Y aquí surge el punto político: Chile no cuenta con una política pública de salud mental a la altura de la magnitud del problema. Lo que existe son planes y programas fragmentados, desactualizados y subfinanciados. Ningún gobierno -ni los de derecha ni los de centroizquierda- ha tomado la decisión política de elevar la salud mental al nivel de prioridad que se merece. La evidencia está en el presupuesto: menos del 5% del gasto en salud se destina a salud mental, por debajo del porcentaje recomendado por la OMS y de países que realmente la han tomado en serio.
Cuando una persona decide buscar ayuda, se encuentra con un sistema que responde tarde y mal. En el sector privado, los valores de las consultas son simplemente prohibitivos, y la cobertura de seguros de salud es insuficiente e irregular. En el sector público, los Cosam dan horas con meses de espera. Meses. En un área de la salud donde la ventana de tiempo puede ser la diferencia entre prevenir una crisis o enfrentar un desenlace fatal.

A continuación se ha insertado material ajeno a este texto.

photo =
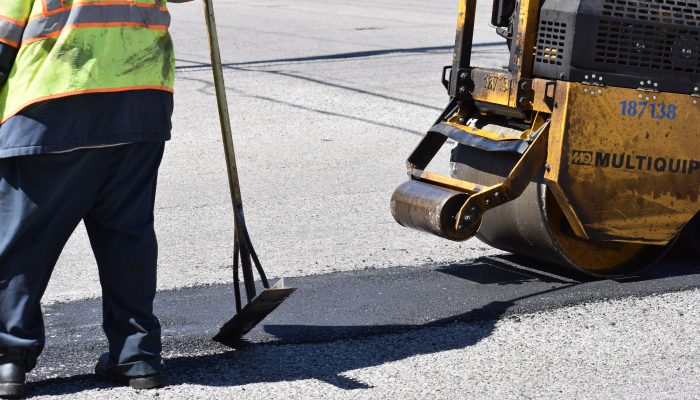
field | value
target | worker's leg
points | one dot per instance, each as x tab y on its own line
42	199
120	227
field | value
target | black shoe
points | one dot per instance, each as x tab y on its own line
106	368
12	377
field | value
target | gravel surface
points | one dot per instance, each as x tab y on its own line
637	348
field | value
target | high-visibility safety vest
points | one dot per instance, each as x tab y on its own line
69	47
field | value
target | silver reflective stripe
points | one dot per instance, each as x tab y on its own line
10	32
50	5
94	13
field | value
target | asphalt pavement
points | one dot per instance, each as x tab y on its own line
328	99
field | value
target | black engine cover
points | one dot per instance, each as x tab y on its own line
626	43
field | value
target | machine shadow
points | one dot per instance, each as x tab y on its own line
324	361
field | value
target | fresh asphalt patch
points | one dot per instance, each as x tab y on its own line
352	305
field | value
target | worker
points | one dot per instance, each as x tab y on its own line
85	108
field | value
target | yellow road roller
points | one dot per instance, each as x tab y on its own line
582	152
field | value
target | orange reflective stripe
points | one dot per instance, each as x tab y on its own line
95	15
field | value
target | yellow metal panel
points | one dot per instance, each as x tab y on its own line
627	161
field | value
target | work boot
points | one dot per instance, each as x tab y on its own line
12	377
106	368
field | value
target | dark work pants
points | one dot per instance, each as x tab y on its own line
42	200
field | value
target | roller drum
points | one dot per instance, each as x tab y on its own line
431	209
534	225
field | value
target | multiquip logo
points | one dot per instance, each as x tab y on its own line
633	162
582	157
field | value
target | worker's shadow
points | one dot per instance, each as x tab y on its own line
338	361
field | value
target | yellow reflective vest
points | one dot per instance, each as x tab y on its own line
69	47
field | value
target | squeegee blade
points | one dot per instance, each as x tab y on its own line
252	314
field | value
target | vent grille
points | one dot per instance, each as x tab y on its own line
676	12
648	46
551	42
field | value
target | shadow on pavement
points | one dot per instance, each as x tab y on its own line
525	286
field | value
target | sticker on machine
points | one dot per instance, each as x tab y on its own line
633	162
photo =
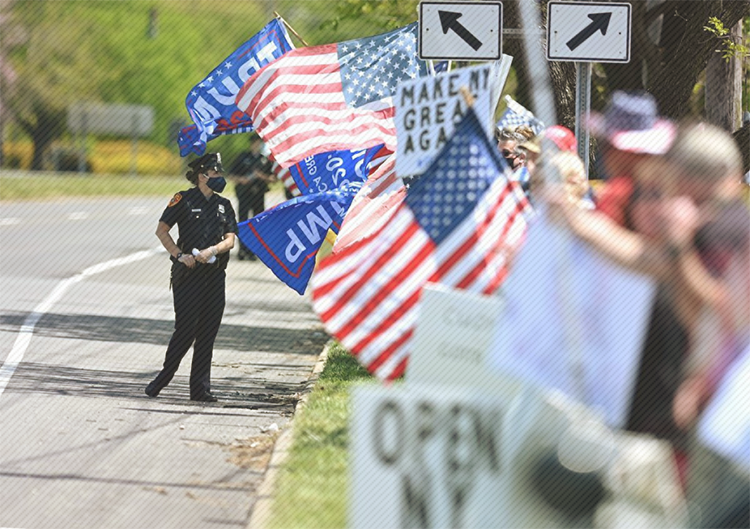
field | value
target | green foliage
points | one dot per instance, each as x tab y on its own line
381	15
313	483
731	49
101	50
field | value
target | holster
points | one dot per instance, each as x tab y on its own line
179	274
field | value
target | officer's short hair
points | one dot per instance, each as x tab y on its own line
210	160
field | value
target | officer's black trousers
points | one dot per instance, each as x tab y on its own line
199	301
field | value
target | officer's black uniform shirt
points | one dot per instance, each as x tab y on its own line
202	222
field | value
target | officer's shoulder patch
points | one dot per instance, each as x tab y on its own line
175	200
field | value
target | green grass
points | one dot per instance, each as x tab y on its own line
312	486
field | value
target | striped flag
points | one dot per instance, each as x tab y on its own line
286	178
458	225
332	97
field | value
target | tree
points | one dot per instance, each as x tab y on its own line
670	51
11	36
56	66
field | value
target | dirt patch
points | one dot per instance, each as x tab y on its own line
253	453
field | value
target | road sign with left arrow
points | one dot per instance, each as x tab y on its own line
470	31
588	31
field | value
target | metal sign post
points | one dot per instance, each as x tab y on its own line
583	109
584	33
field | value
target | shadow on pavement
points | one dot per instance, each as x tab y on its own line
237	392
138	330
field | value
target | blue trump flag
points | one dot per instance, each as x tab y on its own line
211	102
330	170
287	238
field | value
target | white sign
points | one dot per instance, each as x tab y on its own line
431	456
469	31
574	322
425	458
428	110
588	31
452	339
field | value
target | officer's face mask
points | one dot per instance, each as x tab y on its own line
217	184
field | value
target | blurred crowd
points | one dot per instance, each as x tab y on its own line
671	206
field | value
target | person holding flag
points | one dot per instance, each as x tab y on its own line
207	229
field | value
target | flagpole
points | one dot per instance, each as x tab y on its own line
290	28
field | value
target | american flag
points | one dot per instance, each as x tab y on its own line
458	225
331	97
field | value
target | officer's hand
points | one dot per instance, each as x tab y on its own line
188	260
204	255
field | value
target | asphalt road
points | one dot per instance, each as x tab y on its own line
85	316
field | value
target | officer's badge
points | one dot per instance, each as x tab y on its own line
175	200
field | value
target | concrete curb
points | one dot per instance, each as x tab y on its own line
261	511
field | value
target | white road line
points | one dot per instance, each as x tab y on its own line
27	328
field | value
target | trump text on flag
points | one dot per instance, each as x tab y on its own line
428	110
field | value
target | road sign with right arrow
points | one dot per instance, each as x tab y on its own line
588	31
470	31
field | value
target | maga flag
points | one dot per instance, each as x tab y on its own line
330	170
457	225
211	103
332	97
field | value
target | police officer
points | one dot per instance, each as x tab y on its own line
207	228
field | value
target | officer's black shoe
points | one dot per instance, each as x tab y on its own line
152	391
206	397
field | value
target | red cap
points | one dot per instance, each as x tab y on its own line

Esta lentitud no es una falla técnica: es una falla política. Es consecuencia directa de décadas sin una robusta ley marco, sin un financiamiento garantizado, sin integración efectiva entre salud primaria, secundaria y los servicios comunitarios. Incluso hoy, el país carece de un sistema de indicadores nacionales que permita monitorear la evolución de la salud mental con la rigurosidad con que se evalúa, por ejemplo, la inflación o el desempleo.
Mientras tanto, pedimos a las personas que "busquen ayuda", pero el Estado no se la ofrece. Les hablamos de resiliencia, pero no les aseguramos acceso oportuno. Queremos convivencia pacífica en las calles, pero ignoramos las condiciones emocionales que están deteriorando nuestra vida colectiva.

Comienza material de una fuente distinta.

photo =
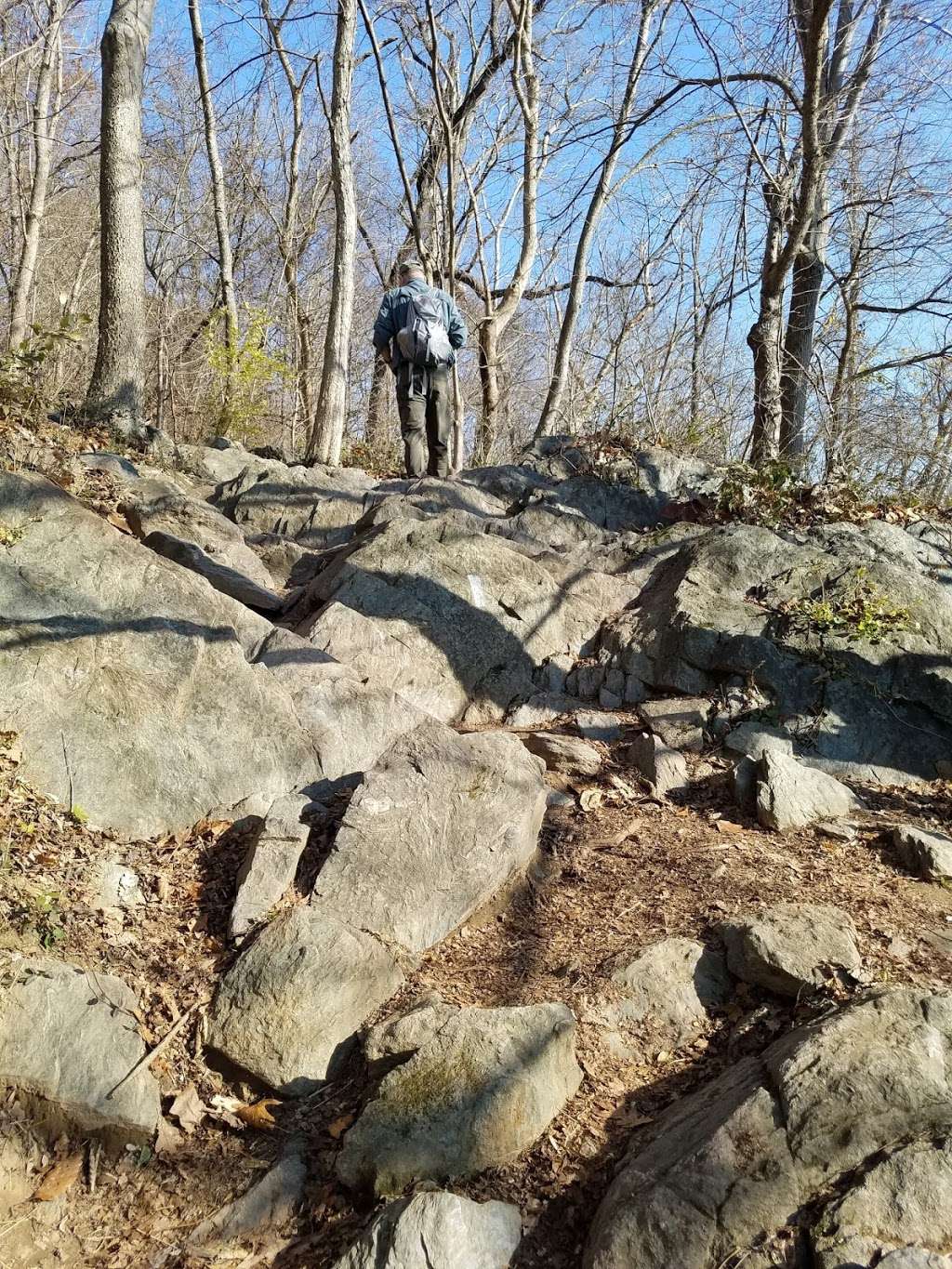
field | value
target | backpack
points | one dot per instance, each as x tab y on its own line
424	339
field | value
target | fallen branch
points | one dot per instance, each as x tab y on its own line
148	1059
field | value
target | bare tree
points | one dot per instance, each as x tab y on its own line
219	202
330	416
44	129
117	383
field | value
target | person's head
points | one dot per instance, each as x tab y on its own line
410	270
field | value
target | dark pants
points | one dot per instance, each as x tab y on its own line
426	420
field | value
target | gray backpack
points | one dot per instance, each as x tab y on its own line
424	339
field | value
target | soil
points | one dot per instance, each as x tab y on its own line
612	879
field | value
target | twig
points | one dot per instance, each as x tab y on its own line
148	1059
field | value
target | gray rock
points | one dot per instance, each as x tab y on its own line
881	712
271	863
455	621
289	1005
666	769
903	1199
114	887
791	948
159	507
928	854
563	754
475	1095
70	1038
789	796
668	993
222	577
318	507
541	709
733	1164
598	725
107	651
438	1230
680	722
268	1205
435	829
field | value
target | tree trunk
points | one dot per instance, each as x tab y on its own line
330	416
553	407
118	376
44	128
799	341
219	204
485	435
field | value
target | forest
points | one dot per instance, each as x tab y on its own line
721	230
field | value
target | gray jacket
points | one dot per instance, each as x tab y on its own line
393	312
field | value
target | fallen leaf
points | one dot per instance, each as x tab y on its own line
59	1179
188	1109
340	1125
259	1116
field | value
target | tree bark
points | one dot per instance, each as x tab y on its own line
118	376
327	428
219	202
44	129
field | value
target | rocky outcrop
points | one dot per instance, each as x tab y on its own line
271	863
927	854
734	1167
80	1073
789	795
288	1008
437	1230
668	994
457	622
792	948
128	679
435	829
479	1091
723	604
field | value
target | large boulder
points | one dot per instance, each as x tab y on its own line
69	1038
128	679
789	795
437	1230
725	604
904	1199
457	621
318	507
437	827
289	1005
480	1089
733	1168
792	948
160	507
667	995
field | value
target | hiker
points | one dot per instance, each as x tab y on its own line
417	333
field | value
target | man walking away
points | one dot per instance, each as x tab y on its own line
417	333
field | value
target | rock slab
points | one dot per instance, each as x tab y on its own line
791	796
289	1005
792	948
70	1037
438	1230
478	1091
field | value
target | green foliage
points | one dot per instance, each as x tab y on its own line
758	496
862	612
23	393
47	919
242	378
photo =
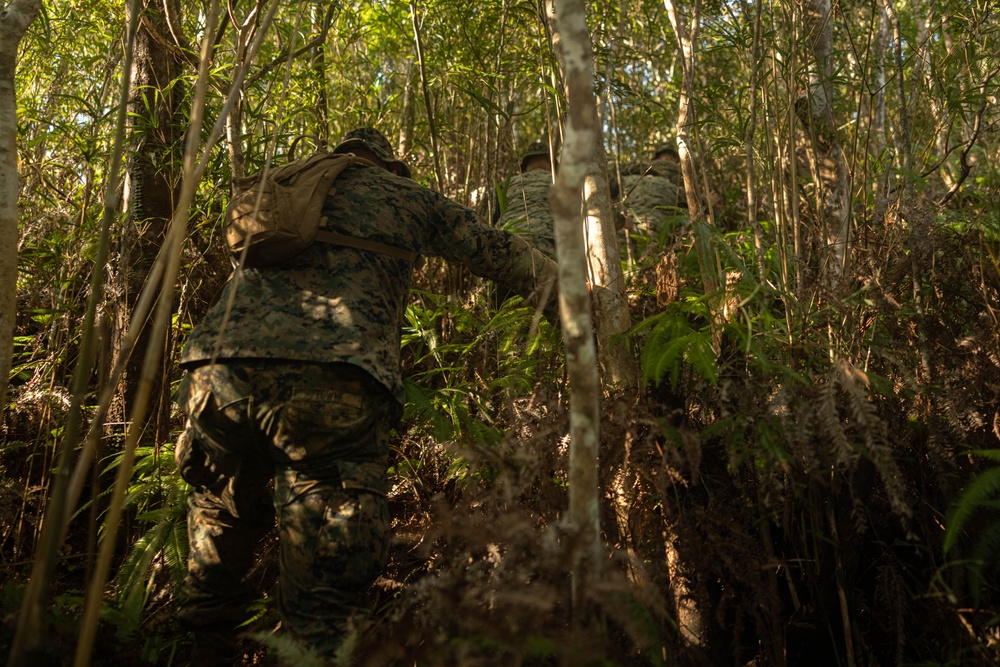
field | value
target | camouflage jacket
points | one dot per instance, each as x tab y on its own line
649	199
528	211
337	304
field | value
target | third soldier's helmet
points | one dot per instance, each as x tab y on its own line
535	149
375	142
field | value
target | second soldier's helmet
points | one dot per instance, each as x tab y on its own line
535	149
666	152
375	142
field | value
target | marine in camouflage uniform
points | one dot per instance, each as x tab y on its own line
527	211
300	382
652	193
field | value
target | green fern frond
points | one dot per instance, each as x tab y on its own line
984	559
983	488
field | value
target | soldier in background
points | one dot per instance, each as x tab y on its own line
294	378
525	207
652	193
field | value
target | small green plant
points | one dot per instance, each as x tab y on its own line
981	495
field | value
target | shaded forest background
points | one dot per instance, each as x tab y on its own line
808	472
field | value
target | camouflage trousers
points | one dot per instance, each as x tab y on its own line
320	432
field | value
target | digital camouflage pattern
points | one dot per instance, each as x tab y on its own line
305	389
649	199
336	304
321	432
528	211
374	141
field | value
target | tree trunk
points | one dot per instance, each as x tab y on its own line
577	154
618	366
14	22
828	156
151	186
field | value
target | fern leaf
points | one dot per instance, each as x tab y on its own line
982	489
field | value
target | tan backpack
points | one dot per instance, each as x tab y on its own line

Chile necesita dejar de tratar la salud mental como un eslogan de campaña o como un tema accesorio que solo emerge tras una tragedia. Requiere una reforma estructural que incluya financiamiento basal, una ley que establezca obligaciones claras para el Estado, un plan nacional con metas medibles y una estrategia de prevención que no dependa de voluntarismos. La salud mental es un problema político. Y mientras no se diga con claridad -y no se actúe en consecuencia- seguiremos lamentando episodios que se podrían haber prevenido. Porque la crisis está aquí hace rato; lo que falta es la voluntad de enfrentarlo.